Rao’s

Dsc00040I took this picture last night in Spanish Harlem.  Good, eh?  Pam and I were on our way to Rao’s for dinner.  It’s just around the corner at Pleasant Avenue and 114th street. 

Rao’s isn’t taking reservations for 2007.  They’re full up.  We thought that if we went for a drink, and someone canceled.  You know, it could happen. 

But of course it didn’t happen.  We showed up way too early, around 6:30, and the guys in the kitchen were eating their dinner.  The message was clear enough for even an anthropologist to detect: go away.  So we did.  We went to the upper east side for dinner and then came back for drinks around 9:00.

What a place, I am telling you.  Tiny, crowded, noisy, New York and then some.  Italian by origin but inclusive now.  We fell into conversation with the owner Frank.  Well, let’s be honest, we laid siege to Frank.  And the guy is such a celebrity that you hold his attention only by rolling out your A material, and hoping for the best.   

We were there with Joe and Christine, and that helped.  They’ve been officially designated by the United Nations as the most charming couple on earth.  Early in the evening, I watched Joe chat with a garage attendant.  It took him 20 seconds to establish a rapport that would take me an hour and a half.  He’s interested in everything.  Christine sees the world unflinchingly over Pocahontas cheek bones, and this gives her the ability, apparently, to penetrate all secrets.  She’s surprised by nothing. 

The two of them could have handled Frank on their own, but between the four of us, it wasn’t long before he felt himself floating on a veritable Humboldt current of congratulation.  You never know, several more occasions like this and we could be booking tables for the same calendar year. 

The thing that’s interesting about Rao’s is that it is an experiment that tests the possibility of urban experiments.  On any given evening, Frank has got politicians, mob bosses, celebrities, socialites, business types, guys in track suits with Rolex, and schmucks like me.  "My job," Frank told us, "is to make all these people feel like they belong here."  This means that in this tiny space, Frank makes very different differences go away.  And then he plays the power impresario, mediating  connections and brokering deals. 

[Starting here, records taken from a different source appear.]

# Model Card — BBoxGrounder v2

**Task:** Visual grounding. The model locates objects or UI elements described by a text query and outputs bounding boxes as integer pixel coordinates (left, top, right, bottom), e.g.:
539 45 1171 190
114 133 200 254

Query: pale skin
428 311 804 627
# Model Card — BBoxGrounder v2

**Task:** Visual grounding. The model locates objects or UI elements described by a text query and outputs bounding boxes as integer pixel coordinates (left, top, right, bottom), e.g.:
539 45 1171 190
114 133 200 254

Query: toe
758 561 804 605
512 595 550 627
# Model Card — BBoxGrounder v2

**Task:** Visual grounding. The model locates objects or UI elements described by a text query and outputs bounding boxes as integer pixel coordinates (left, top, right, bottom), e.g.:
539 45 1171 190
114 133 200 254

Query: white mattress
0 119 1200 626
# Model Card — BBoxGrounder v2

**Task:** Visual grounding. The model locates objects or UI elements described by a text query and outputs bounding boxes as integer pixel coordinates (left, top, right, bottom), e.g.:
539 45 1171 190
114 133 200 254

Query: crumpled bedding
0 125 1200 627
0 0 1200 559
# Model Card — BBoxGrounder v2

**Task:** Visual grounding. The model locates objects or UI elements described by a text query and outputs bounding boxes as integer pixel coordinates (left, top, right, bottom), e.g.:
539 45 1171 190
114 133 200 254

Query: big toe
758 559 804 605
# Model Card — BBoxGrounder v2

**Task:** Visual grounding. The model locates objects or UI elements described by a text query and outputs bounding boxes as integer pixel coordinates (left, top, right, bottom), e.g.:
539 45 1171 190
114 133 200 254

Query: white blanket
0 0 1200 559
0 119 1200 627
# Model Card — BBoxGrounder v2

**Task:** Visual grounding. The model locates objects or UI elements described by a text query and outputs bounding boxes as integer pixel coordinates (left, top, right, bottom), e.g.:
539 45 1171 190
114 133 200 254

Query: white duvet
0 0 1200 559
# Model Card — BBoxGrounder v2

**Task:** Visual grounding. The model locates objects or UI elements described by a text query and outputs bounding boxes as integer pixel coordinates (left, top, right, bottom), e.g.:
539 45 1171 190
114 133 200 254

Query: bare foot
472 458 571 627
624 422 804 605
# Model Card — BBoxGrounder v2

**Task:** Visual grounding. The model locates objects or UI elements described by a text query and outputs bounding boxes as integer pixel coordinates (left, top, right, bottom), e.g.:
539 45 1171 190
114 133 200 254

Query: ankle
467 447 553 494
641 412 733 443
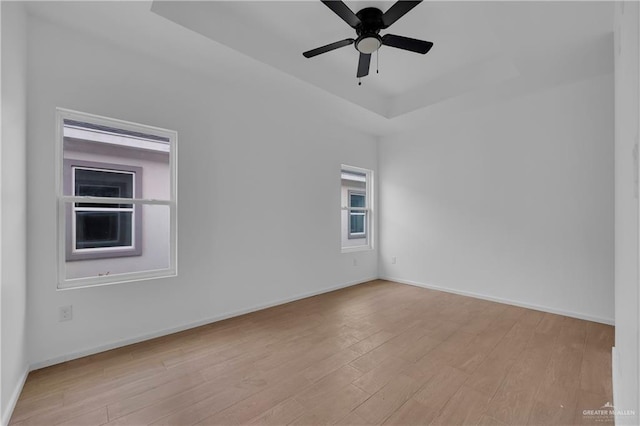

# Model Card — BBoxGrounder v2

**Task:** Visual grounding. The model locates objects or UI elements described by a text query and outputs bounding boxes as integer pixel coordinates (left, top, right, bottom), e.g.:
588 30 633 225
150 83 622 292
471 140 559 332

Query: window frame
340 164 375 253
347 190 369 240
55 108 178 290
63 159 142 261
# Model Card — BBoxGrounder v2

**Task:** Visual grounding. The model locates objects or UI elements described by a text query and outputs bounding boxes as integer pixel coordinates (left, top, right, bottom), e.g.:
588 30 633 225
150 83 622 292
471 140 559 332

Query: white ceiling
152 1 613 118
28 0 613 135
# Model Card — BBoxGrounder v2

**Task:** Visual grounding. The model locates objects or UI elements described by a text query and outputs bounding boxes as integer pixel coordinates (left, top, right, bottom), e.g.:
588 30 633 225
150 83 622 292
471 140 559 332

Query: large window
340 165 373 252
349 190 367 239
58 110 176 288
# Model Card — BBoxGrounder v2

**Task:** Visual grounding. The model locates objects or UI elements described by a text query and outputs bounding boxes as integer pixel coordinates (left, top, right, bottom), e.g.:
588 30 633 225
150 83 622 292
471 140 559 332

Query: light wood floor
11 281 614 426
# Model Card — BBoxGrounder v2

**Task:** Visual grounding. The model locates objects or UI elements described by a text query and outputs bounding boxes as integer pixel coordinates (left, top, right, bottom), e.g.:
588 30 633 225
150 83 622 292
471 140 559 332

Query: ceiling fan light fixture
355 34 382 55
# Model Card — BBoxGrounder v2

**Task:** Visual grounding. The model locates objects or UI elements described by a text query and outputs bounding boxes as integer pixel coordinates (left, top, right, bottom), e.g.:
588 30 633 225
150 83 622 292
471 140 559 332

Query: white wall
613 2 640 425
0 2 28 424
379 75 614 323
28 18 377 365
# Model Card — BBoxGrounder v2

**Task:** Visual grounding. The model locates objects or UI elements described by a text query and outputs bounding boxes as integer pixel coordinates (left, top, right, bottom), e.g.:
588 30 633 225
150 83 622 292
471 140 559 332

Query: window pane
73 167 135 208
64 202 171 280
63 126 171 200
349 194 365 207
75 211 133 249
349 213 365 234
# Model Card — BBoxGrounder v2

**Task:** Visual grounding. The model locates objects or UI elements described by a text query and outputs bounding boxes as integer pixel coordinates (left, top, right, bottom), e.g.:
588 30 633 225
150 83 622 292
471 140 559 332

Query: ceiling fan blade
382 0 422 28
321 0 362 28
356 53 371 78
303 38 355 58
382 34 433 55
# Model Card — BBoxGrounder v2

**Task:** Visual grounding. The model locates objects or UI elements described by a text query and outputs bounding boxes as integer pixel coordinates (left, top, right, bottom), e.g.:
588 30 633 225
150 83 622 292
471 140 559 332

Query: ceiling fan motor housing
353 7 384 54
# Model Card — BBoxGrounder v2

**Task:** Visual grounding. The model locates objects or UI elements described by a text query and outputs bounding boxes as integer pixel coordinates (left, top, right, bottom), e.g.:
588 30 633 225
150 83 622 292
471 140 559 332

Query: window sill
342 245 373 253
57 269 178 290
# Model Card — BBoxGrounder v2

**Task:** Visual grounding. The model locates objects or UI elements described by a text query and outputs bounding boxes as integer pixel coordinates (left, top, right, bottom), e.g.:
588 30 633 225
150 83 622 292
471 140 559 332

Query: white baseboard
379 277 615 325
30 277 378 371
2 368 30 426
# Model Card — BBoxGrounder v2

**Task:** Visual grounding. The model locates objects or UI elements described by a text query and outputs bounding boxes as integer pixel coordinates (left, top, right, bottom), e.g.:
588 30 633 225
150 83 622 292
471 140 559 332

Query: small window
64 159 143 261
340 166 373 252
349 191 367 239
58 109 177 288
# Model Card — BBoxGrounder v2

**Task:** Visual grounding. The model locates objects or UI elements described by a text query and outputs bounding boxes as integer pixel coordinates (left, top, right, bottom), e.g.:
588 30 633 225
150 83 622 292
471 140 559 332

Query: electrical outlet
58 305 73 321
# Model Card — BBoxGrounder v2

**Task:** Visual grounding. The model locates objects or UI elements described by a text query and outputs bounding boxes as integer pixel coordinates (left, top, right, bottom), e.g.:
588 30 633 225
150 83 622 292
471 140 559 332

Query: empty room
0 0 640 426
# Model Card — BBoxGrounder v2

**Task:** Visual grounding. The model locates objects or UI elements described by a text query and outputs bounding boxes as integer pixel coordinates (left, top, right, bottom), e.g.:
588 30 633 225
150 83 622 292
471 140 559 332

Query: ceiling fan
303 0 433 78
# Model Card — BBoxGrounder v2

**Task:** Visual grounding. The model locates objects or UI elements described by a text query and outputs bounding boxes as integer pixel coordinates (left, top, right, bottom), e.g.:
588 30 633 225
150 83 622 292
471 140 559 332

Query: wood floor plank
431 386 489 426
10 280 614 426
355 374 420 424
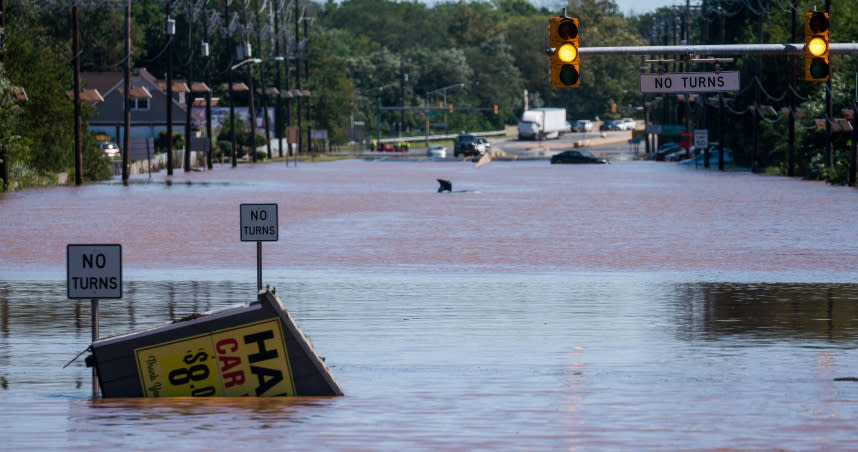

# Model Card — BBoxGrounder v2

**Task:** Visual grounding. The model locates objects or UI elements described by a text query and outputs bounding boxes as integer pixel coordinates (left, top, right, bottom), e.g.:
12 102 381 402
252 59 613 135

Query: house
81 68 209 148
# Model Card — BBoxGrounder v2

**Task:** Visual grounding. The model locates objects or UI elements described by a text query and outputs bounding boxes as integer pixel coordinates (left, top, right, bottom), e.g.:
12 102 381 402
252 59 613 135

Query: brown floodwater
0 160 858 450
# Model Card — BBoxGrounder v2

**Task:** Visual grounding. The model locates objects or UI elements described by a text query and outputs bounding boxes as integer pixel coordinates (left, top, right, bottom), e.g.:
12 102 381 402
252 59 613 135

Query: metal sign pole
90 298 98 397
256 240 262 291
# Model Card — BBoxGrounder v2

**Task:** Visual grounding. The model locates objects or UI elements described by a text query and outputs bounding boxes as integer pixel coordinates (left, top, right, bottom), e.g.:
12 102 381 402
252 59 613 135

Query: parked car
599 119 620 132
551 149 608 164
426 144 447 159
650 141 679 162
679 144 733 166
99 141 119 157
453 133 486 158
618 118 637 130
476 137 492 154
572 119 593 132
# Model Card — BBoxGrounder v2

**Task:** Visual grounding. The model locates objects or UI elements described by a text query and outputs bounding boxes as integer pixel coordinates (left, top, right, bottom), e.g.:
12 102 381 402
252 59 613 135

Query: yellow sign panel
134 319 295 397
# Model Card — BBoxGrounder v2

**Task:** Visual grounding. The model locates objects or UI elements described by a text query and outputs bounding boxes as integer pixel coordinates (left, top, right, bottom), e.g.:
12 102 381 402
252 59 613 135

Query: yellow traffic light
548 16 580 88
804 11 831 82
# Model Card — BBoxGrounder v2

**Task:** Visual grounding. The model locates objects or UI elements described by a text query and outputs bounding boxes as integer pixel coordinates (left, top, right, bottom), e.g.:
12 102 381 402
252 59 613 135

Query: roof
158 80 191 93
80 72 125 94
221 82 250 91
66 89 104 104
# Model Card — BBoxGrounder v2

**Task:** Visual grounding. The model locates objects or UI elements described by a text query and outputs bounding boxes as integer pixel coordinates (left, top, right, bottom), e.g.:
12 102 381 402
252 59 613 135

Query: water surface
0 160 858 450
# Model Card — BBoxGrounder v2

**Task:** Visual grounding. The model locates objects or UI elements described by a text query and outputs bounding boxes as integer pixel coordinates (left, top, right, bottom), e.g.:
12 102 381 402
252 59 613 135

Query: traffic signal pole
578 42 858 56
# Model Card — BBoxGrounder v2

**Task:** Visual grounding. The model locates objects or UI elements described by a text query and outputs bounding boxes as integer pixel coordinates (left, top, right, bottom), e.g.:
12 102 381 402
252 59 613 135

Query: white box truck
518 108 566 140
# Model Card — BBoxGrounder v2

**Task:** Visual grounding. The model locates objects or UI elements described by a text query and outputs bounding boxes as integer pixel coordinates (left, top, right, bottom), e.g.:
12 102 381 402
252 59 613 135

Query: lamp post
167 13 176 176
230 55 262 163
201 40 212 169
182 2 194 173
426 83 465 137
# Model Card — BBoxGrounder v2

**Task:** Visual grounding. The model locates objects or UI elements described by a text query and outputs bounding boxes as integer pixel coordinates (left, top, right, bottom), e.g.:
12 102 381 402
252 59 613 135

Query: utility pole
787 5 798 177
256 8 272 159
202 3 212 169
122 0 131 185
241 0 256 163
825 0 834 168
167 6 176 176
183 0 194 173
72 0 83 185
751 0 765 173
274 0 289 162
294 0 302 155
223 1 238 168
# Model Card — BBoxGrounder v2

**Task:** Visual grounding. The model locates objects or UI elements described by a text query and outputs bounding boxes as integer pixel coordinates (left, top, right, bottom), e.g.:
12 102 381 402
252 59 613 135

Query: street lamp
230 46 262 163
426 83 465 137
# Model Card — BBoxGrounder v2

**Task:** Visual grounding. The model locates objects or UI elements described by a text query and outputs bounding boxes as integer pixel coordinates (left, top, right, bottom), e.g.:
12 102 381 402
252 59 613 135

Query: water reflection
675 283 858 346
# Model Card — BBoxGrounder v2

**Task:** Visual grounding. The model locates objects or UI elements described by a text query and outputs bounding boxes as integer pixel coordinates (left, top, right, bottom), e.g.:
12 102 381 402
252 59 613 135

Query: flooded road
0 160 858 450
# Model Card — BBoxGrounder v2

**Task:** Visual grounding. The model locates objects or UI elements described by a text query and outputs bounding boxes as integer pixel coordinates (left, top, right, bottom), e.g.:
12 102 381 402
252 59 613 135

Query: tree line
0 0 858 186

It’s fun watching the eyes of other watchers: people who observe for a living and make their living by deciding what it is they just saw.  I mean, all the planners and anthropologists do exactly this.  So, as I say, it’s fun to look into the eyes of someone who watches every night, in real time, with big consequences.  You watch Frank watching and you find yourself thinking, here’s a guy who is interested in everything and surprised by nothing. 

Acknowledgments

To Pam, my wife, who did the investigative anthropology. 

One thought on “Rao’s”

  1. lovely post. – lots of life, lots of energy. it suits grant the observer to become part of the action. – like it suits frank pellegrino to be both actor and observer.
    the success of places like rao’s lies in the fact that restaurants when they become both stage and xyz (how do you call that place in a theater where the audience sits?) work so perfectly as metaphor for the times that we are living in right now. its all about acting — 24/7 — everybody is observer and actor at the very same time — all of the time.
    the interior design of restaurants has been capitalizing on this for the past 15 years — but only if you have the right impresario (wiki: “Figuratively, it refers to anyone who flamboyantly takes a leading role in organizing or orchestrating something intended to entertain an audience…”) you can see the world unfold before your very eyes.
    the right impresario is both forgiving and provocative. he integrates and excludes in an intuitive, ever changing and highly artistic way. you can never be certain if he will grace you with some extra privileges and attention, and you can never be certain that he will not.
    dynamically balancing — orchestrating — public (or semi-public) places both with attitude and empathy — and preferably with everything at the same time — is a rare gift and it has become one of the most enjoyed features of life in our young century.